[Haskell-cafe] Re: type metaphysics

[Benedikt Huber]

Ryan Ingram schrieb:
> 2009/2/2 Luke Palmer <lrpalmer at gmail.com>:
>> However!  If we have a function f : Nat -> Nat -> Bool, we can construct the
>> diagonalization g : Nat -> Bool as:  g n = not (f n n), with g not in the
>> range of f.  That makes Nat -> Bool "computably uncountable".
> 
> This is making my head explode.  How is g not in the range of f?
> 
> In particular, f is a program, which I can easily implement; given:

f is 'easy to implement' if it enumerates all functions, not just total 
ones.
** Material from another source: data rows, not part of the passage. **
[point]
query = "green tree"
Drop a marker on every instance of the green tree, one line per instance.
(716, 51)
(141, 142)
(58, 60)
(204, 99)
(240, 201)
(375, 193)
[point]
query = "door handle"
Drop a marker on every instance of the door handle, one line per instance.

Otherwise, f is hard to implement ;)

In the first case, if we have (f n n) = _|_, then g n = not (f n n) = 
_|_ as well, so the diagonalization argument does not hold anymore.

But I do agree that proofs by contradiction do not map well to haskell ...

benedikt


> 
> compiler :: String -> Maybe (Nat -> Bool)
> mkAllStrings :: () -> [String]  -- enumerates all possible strings
> 
> I can write f as
> 
> f n = validPrograms () !! n
>   where
>     validPrograms = map fromJust . filter isJust . map compiler . mkAllStrings
> 
> Now, in particular, mkAllStrings will generate the following string at
> some index, call it "stringIndexOfG":
> 
> <source code for compiler>
> <source code for mkAllStrings>
> <source code for f>
> g n = not (f n n)
> 
> This is a valid program, so the compiler will compile it successfully,
> and therefore there is some index "validProgramIndexOfG" less than or
> equal to "stringIndexOfG" which generates this program.
> 
> But your argument seems to hold as well, so where is the contradiction?
> 
>   -- ryan